Este livro leva muito da personalidade do seu criador: apesar de ser útil aos estudantes de retórica e dialética, não deixa de ser engraçado ver como o filósofo alemão, por vezes, recomenda técnicas infantis para derrotar o adversário. E o mais engraçado (ou triste) disso tudo é pensar que são justamente as ideias mais inocentes, tolas, que são mais utilizadas nos debates cotidianos aos quais temos acesso. O projeto do livro trouxe algumas estratégias de Schopenhauer ilustradas com exemplos da política brasileira - se, por um lado, esse recurso atualiza a obra, por outro lado, também a compromete com ideologias específicas. Quase todas as estratégias se resumem, basicamente, a como lidar com o seu orgulho próprio (aquele que te dá a certeza de defender o único ponto de vista possível), ao mesmo tempo que tenta abalar o do adversário. Ou seja: apesar de os debates tentarem usar argumentos racionais, ainda é o pathos que move o mundo.

Eu amo viajar

A coletânea de relatos de viagem é muito variada, organizada, lindamente diagramada... para os amantes de histórias de aventuras, é um prato cheio. O cuidado com cada página, as brincadeiras gráficas, as estampas divertidas... em suma, o  livro como um todo é convidativo. O diferencial desta obra é contar histórias de pessoas tão diversas, que viajam de maneiras contrastantes: há quem viaje só para andar de trem, quem leve o cachorro junto, quem viaja para surfar, conhecer baladas, quem vai todo ano ao mesmo lugar e faz tudo diferente (ou faz tudo igual)... E ao mostrar a amplitude dos modos de fazer a mala e sair pelo mundo, o livro desmitifica preconceitos e rixas: mochileiros x viajantes de luxo, viajantes glamour x aventureiros e por aí vai... Não é uma obra para levar na mochila (já que não se detém em roteiros específicos), mas sim no coração de quem ama descobrir novos lugares.

Viajo, logo existo - vol. I

O primeiro livro do casal que está rodando o mundo em seu carro, e administrando uma das páginas de turismo de maior sucesso no Brasil, é interessante e conta com boas fotos, ainda que não ofereça muitas informações sobre os locais visitados.
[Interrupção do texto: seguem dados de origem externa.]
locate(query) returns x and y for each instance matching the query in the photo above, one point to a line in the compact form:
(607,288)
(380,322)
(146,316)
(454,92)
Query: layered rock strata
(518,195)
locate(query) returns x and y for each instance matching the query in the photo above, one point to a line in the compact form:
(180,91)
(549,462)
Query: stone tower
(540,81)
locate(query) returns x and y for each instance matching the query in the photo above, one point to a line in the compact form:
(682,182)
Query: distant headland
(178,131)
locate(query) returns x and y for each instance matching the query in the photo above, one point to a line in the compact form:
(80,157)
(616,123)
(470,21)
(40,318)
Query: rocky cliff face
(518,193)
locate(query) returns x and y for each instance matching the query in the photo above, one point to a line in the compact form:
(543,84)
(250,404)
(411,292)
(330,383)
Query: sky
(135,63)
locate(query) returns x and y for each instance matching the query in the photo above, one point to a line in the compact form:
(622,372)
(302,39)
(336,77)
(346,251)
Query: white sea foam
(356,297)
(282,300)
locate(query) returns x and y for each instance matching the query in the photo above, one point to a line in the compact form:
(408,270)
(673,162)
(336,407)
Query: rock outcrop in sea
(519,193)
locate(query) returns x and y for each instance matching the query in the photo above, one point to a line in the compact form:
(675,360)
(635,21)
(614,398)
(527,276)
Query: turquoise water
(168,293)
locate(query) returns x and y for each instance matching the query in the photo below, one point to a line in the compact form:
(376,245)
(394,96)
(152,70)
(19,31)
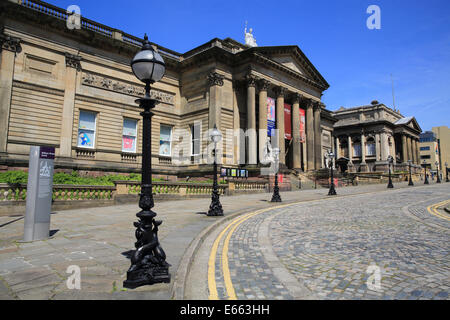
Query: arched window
(370,147)
(343,149)
(357,148)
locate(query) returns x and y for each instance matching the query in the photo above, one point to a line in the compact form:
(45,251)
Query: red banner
(287,121)
(302,126)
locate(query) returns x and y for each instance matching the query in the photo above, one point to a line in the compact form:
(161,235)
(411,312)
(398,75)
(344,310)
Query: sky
(412,44)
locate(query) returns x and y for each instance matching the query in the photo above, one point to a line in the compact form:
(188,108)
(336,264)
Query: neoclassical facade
(73,89)
(367,135)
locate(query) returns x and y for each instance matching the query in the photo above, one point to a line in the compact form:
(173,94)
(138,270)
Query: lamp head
(215,135)
(148,65)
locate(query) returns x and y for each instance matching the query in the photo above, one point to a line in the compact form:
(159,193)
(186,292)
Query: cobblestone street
(323,249)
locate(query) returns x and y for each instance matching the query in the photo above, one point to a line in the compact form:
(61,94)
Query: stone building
(367,135)
(73,89)
(435,147)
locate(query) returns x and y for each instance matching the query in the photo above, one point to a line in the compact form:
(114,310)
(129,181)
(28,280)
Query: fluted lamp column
(148,261)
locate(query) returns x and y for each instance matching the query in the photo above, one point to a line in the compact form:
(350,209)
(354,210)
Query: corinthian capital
(263,84)
(280,91)
(73,61)
(10,43)
(251,80)
(215,79)
(296,97)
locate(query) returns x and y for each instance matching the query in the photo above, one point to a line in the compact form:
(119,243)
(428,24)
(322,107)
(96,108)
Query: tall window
(86,129)
(195,138)
(165,140)
(370,146)
(129,134)
(357,149)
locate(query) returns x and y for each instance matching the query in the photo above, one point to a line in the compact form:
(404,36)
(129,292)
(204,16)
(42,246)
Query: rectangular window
(165,140)
(195,138)
(129,135)
(371,149)
(357,150)
(86,129)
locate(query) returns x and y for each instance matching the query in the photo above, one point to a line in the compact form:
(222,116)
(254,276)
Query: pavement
(97,239)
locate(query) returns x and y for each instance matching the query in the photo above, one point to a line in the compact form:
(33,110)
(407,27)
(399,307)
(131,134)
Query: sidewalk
(95,240)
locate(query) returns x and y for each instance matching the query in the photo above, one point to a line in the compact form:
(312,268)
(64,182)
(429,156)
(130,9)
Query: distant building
(429,150)
(435,147)
(367,135)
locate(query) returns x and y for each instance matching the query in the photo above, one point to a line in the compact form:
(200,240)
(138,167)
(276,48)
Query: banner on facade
(270,116)
(287,121)
(302,126)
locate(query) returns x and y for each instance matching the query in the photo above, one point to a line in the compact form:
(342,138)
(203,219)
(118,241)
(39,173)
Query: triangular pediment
(292,58)
(409,122)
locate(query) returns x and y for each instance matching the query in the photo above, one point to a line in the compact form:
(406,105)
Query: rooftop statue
(249,39)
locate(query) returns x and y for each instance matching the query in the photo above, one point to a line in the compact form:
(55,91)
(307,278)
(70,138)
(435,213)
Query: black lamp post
(426,176)
(438,179)
(148,261)
(410,177)
(446,172)
(276,191)
(390,162)
(215,208)
(332,191)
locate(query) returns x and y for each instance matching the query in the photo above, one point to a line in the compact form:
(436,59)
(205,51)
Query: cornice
(215,79)
(10,43)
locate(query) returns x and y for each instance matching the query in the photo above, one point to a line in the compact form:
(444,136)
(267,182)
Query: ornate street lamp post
(276,191)
(446,172)
(410,177)
(332,191)
(438,179)
(215,209)
(390,162)
(148,261)
(426,176)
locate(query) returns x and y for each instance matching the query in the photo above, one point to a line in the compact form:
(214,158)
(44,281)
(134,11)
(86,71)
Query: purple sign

No entanto, como, a princípio, a ideia era essa mesma - fazer um álbum fotográfico das viagens, antes do lançamento da aventura por escrito - o projeto continua sendo válido e informativo.

Armandinho 4 e 5 (Alexandre Beck)

Cada vez mais contestador, uma das minhas tirinhas favoritas nessas obras é uma em que, ao olhar-se no espelho, Armandinho tem a leve impressão de ter visto a Mafalda. É isso. Assim como a menininha argentina virou ícone dos quadrinhos argentinos, e Calvin foi o contestador dos estadunidenses, finalmente chega às livrarias brasileiras um personagem infantil que nos encanta com suas perguntas e inquietações. Mesmo que o Brasil seja um terreno fértil em HQs (em plantando-se, aqui tudo dá), Armandinho revelou um novo filão no setor: o dos personagens crianças com raciocínio melhor que o de muitos adultos. Imperdível.

Dalai Lama e Gandhi - Biografias em mangáa

Retratar a vida desses dois personagens icônicos, seja em mangá ou por qualquer outro meio, é uma tarefa digna de elogios (ou ao menos a intenção o é). Muito bem desenhados, os livros atestam uma boa pesquisa sobre os biografados. Apesar da limitação de espaço, já que tratam-se de mangás de um único volume, o enredo passa a impressão de um resumo bem-feito. Se fosse possível desenvolver as tramas, talvez tivéssemos obras com a qualidade da série Buda, de Tezuka. No entanto, ainda assim vale a tentativa. O que faltou em ambas as obras, especialmente na que trata do trabalho do Dalai, foi uma melhor revisão e editoração. Há falhas grandes, que tiram os mangás da lista de livros que colecionamos com orgulho.

Penadinho Graphic MSP

O projeto Graphic MSP traz ótimas releituras dos personagens de Mauricio de Sousa que marcaram nossa infância. No caso da narrativa do Penadinho, não é diferente. O linguajar, muito próximo ao das histórias do fantasminha publicadas, é complementado por um trabalho com a imagem que incorpora referências diversas. Com um quê de mangá, o traço dos desenhistas passeia por referências diversas, sem perder o estilo próprio.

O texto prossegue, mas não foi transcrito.